Art contemporain

Prise de risque

d'Lëtzebuerger Land du 27.07.2012

Il semble de plus en plus lointain le temps où David Brognon travaillait sous son nom de streetartist The Plug. On se souvient des prises électriques graffées parsemant le pavé de la ville à ses débuts. Depuis, Brognon a pris le chemin du white cube. Mais l’esprit de rébellion et de transgression continue d’être à la base de son travail. Via des installations conceptuelles et belles. Ce qui contribue à leur ambiguïté.
Tout semble donc sourire à David Brognon, depuis l’exposition de ses premiers « objets » inspirés par l’univers des stades (le monde clos et violent des Hooligans) et de la prison (les grades de la hiérarchie secrète des détenus en prison). Son portail (malheureusement une installation éphémère) qui barrait l’allée principale dans le Parc central au Kirchbberg, a, de manière moins violente – car ici aussi, il était question de transgression – intrigué plus d’un avec sa forme inversée : franchira ou ne franchira pas ce symbole de la propriété privée installée dans un espace public ?
Actuellement, il expose au Musée d’Ixelles à Bruxelles et il sera invité au printemps prochain à la Maison Rouge à Paris. On pourra le voir aussi à Luxembourg à l’automne au Casino. Mais en attendant, on peut se rendre à la galerie Nosbaum & Reding où l’artiste prend ses quartiers d’été dans l’espace du Scheieschlach.
Cet espace de la galerie est propice à la pénombre. Mais avant cela, on pourra voir une série de photographies solaires : Golden shoot (impression lambda d’arrêts sur image d’une vidéo du même nom). Leur aspect est trompeur : on y voit les pieds et le bas des jambes d’un danseur, pailletés d’or. Au-delà de la finesse des articulations, des pas gracieux effectués et de la peau comme maquillée, il s’agit en fait d’une danse macabre. Le danseur tente d’échapper aux particules scintillantes, ce qui induit le rythme de cette danse macabre. Totentanz, le sous-titre de l’œuvre, renvoie en effet au voyage de trop, mortel, auquel s’exposent les consommateurs de drogues…
On retrouve ce thème récurrent  de la lumière dont l’attirance peut induire l’aveuglement, avec les néons qui cette fois tapissent les murs de la galerie. Leurs arabesques, apparemment abstraites, symbolisent la ligne de destinée de la main de toxicomanes dont David Brognon a pris les empreintes.
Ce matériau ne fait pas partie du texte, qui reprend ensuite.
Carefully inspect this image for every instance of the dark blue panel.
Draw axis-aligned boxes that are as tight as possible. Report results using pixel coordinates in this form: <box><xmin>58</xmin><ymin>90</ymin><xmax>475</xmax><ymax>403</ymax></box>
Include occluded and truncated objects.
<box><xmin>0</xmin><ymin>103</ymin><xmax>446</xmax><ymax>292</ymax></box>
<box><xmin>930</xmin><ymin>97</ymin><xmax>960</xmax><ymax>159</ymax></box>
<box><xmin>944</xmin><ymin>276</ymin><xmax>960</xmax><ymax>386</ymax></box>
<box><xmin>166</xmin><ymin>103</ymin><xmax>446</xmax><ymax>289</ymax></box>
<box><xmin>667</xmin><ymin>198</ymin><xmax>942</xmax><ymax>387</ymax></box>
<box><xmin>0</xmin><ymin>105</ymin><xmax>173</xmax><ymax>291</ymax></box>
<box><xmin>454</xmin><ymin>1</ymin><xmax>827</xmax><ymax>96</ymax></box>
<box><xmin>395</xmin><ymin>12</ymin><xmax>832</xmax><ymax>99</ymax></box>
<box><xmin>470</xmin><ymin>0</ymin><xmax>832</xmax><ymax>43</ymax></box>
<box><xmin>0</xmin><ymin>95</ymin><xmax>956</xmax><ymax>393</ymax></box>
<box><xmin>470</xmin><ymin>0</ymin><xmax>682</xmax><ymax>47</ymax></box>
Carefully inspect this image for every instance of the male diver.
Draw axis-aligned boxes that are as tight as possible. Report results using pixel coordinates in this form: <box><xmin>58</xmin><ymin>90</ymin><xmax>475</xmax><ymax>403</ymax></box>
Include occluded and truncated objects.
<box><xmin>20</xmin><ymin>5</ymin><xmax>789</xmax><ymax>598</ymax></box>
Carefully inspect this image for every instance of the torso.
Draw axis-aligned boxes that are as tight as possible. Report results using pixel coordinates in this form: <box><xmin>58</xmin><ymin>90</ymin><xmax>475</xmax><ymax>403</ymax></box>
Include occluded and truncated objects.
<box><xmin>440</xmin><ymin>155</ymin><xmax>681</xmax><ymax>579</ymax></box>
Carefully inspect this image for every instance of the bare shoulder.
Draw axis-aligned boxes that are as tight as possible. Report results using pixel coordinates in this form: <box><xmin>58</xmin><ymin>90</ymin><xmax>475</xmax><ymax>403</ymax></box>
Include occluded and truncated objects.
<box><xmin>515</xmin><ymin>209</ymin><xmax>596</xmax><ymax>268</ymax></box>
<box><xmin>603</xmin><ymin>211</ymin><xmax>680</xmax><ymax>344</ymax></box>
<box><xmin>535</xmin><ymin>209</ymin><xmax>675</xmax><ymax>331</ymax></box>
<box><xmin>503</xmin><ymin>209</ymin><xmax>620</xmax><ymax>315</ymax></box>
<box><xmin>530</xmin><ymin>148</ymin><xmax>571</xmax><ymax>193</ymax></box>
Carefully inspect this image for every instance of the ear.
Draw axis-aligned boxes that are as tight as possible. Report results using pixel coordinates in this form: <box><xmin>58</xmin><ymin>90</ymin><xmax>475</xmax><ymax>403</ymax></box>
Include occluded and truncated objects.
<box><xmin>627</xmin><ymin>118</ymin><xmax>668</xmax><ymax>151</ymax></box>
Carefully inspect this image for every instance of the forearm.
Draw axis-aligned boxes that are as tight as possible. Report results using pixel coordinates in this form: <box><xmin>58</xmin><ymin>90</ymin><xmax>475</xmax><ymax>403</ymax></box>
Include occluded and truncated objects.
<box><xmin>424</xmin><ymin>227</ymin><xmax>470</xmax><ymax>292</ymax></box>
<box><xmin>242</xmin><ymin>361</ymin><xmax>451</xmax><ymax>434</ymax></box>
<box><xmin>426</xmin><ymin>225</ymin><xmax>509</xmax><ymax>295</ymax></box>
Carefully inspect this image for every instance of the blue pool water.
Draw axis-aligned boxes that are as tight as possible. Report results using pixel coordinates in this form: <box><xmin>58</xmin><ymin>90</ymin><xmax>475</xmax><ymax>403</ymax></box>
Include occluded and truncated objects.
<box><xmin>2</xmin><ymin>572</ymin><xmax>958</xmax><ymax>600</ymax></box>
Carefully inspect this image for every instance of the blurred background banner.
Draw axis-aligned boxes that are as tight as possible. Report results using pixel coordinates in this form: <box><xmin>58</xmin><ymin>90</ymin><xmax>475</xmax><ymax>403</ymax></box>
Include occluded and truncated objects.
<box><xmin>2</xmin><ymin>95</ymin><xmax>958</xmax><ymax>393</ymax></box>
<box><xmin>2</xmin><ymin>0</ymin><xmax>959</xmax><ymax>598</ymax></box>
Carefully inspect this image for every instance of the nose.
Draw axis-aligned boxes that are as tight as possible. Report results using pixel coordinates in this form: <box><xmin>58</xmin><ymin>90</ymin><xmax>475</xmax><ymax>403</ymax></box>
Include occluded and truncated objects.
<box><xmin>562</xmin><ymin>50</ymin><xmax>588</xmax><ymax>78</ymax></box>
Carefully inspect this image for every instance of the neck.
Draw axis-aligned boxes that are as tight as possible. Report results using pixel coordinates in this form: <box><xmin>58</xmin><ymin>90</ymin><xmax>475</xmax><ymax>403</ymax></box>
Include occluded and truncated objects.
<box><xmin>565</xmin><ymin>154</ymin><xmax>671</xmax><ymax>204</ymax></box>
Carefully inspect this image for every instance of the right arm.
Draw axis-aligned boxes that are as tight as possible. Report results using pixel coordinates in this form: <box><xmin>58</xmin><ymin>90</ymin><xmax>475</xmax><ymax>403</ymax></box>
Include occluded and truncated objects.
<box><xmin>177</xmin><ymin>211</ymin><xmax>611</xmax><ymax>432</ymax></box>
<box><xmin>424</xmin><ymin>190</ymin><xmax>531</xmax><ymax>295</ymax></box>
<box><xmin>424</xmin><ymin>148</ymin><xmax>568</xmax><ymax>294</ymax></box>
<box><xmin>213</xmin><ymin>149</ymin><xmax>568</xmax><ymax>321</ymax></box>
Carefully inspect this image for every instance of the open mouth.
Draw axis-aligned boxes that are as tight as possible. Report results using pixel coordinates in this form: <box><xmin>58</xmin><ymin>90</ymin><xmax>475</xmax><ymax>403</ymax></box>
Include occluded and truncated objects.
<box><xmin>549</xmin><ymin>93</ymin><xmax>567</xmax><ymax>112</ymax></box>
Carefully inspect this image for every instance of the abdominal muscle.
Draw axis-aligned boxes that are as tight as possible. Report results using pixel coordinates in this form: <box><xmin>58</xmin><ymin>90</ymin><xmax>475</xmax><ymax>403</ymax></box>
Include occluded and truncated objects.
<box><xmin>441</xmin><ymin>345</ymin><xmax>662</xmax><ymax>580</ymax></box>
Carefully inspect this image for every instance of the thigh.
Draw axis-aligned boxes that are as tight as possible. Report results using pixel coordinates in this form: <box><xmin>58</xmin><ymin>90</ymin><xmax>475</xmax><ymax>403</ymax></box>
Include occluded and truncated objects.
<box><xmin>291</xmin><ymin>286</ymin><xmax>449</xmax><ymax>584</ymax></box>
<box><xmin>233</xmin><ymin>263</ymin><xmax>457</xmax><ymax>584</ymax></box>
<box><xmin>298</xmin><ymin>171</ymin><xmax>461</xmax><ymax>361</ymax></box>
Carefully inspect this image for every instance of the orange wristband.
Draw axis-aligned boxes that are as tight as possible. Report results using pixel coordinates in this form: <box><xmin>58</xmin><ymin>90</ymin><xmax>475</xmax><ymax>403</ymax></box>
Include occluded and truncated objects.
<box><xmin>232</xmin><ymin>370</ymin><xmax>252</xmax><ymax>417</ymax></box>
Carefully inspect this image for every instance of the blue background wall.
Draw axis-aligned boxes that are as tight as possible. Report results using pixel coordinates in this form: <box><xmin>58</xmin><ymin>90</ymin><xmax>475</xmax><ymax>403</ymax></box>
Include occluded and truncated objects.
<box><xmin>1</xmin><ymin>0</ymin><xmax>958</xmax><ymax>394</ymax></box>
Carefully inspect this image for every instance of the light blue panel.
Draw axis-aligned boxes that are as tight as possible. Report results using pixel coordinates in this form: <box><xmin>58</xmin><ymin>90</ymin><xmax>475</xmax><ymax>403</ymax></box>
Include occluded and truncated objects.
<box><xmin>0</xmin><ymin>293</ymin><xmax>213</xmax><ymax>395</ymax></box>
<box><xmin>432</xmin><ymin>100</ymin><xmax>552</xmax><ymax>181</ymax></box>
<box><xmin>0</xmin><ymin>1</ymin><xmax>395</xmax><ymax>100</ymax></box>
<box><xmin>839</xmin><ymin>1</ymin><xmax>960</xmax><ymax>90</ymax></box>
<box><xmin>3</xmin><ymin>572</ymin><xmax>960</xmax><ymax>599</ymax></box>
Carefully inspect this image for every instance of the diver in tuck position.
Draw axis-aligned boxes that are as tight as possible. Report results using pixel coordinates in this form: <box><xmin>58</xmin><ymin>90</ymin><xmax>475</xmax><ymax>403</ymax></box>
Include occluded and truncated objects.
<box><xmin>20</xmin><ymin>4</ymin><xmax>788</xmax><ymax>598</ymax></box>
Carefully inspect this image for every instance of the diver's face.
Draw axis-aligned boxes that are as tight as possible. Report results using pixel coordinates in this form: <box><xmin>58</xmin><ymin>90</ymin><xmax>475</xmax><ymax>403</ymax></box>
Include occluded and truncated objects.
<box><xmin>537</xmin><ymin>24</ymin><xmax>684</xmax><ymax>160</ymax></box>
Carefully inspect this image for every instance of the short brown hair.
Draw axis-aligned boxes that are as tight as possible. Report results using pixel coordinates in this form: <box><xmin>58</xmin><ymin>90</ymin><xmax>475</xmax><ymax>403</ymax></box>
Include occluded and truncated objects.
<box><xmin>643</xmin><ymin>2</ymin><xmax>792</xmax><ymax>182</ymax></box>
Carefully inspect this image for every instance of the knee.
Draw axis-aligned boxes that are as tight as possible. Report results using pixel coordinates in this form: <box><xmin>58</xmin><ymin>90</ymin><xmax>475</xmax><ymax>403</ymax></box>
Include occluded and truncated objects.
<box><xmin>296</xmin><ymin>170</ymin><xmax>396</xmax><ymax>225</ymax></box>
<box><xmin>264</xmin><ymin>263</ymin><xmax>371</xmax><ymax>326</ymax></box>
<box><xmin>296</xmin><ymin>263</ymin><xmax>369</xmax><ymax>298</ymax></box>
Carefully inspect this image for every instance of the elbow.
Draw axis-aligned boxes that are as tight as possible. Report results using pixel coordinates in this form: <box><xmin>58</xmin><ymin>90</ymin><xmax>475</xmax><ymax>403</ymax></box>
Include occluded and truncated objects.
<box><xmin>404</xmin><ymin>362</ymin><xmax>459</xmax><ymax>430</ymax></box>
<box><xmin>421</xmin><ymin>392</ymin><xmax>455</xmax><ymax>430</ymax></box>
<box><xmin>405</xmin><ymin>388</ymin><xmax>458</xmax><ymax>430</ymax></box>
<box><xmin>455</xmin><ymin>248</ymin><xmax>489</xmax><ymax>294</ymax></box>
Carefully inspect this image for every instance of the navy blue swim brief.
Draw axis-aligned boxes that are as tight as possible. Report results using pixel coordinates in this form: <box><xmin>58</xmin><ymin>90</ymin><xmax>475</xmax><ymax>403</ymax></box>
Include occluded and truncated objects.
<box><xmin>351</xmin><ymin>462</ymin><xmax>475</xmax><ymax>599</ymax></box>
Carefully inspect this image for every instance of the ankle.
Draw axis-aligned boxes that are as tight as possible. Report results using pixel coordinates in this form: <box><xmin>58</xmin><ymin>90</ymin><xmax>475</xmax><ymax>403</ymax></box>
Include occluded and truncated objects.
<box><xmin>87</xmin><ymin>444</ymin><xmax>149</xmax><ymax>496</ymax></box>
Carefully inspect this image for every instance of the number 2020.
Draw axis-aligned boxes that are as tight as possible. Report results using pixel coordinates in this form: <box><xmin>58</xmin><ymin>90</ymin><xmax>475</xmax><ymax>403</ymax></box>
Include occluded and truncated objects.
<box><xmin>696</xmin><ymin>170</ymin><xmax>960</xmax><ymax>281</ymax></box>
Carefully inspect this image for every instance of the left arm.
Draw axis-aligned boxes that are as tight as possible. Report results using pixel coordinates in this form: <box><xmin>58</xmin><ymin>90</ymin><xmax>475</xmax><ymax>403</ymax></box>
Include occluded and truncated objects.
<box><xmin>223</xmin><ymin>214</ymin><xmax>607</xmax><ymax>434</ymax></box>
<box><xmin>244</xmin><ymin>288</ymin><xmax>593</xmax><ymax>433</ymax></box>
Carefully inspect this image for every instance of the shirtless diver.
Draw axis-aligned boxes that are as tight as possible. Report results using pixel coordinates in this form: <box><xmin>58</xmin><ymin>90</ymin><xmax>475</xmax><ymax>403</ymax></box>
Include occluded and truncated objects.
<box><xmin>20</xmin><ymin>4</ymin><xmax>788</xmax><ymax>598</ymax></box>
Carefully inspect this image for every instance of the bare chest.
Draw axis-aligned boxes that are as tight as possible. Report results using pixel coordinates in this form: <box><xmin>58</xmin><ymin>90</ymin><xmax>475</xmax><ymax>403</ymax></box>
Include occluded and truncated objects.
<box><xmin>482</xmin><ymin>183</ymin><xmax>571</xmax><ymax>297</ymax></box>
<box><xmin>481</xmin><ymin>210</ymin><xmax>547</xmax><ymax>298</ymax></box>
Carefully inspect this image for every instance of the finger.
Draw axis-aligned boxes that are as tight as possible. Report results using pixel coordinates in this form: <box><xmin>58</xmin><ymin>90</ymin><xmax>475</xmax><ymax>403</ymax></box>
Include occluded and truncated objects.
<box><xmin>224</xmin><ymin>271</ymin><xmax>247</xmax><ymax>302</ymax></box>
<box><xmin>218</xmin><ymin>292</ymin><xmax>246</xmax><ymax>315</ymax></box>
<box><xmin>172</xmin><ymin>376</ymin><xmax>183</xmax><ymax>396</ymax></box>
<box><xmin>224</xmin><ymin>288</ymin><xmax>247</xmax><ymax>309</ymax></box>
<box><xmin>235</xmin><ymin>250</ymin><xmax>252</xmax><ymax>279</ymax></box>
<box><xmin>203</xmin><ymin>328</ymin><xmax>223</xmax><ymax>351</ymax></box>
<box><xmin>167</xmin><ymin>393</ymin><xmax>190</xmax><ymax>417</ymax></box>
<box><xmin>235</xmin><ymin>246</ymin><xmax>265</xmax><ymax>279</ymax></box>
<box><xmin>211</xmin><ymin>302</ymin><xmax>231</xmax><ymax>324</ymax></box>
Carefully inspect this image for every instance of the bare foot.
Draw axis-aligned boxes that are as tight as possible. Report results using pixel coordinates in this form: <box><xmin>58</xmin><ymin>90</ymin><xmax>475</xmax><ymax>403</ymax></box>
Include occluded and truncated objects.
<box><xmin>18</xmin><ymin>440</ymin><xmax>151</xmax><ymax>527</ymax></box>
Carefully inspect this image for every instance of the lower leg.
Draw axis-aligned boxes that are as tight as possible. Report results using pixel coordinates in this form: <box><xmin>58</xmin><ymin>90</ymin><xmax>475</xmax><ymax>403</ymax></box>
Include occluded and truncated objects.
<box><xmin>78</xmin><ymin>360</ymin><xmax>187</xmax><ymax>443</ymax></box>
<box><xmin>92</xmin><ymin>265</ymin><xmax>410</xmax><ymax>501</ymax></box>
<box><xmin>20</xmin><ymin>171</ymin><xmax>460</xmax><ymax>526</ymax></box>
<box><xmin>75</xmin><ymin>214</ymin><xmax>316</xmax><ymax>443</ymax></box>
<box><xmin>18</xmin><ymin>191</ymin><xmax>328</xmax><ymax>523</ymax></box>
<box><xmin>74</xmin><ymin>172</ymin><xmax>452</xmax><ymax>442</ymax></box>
Leur lumière vient se refléter sur (ou se heurter contre ?) les surfaces de paravents en aluminium brossé (ces pièces sont réalisées avec Stéphanie Rollin) qui occupent l’espace central de manière serrée, le divisant en autant de sous-espaces dont le parcours devient labyrinthique. Comme un chemin de vie accidenté.
Mais le paravent, c’est aussi un objet (désuet aujourd’hui) qui divisait l’espace d’une chambre en deux et où les dames, souvent, jetaient négligemment leurs vêtements, voire leurs dessous avant des étreintes secrètes. Ici, quelques toiles d’araignées remplacent l’ornement des amours volées. Images dont les toxicomanes parfois se tatouent la peau, ces chaînes sont ici en plaqué or ou argent, car, quel que soit le degré des délices, la médaille a un revers…
Brugnon sait assurément mixer les codes enchantés du monde de l’art et de l’analyse sociale. Un monde d’enfants (encore) innocents, on pourra par la même occasion le découvrir au rez-de-chaussée de la galerie. Les grandes fleurs de l’Américain Donald Baechler (né en 1956)  sont d’une incroyable fraîcheur mais pas naïves : l’artiste s’inscrit dans la lignée des grands du pop art d’outre-Atlantique.

Les expositions de David Brognon I am all tomorrow’s broken hearts et de Donald Baechler, sont à voir jusqu’au 22 septembre à la galerie Nosbaum & Reding. 4, rue Wiltheim à Luxembourg-ville ; ouvert du mardi au samedi de 11 à 18 heures ; www.nosbaumreding.lu.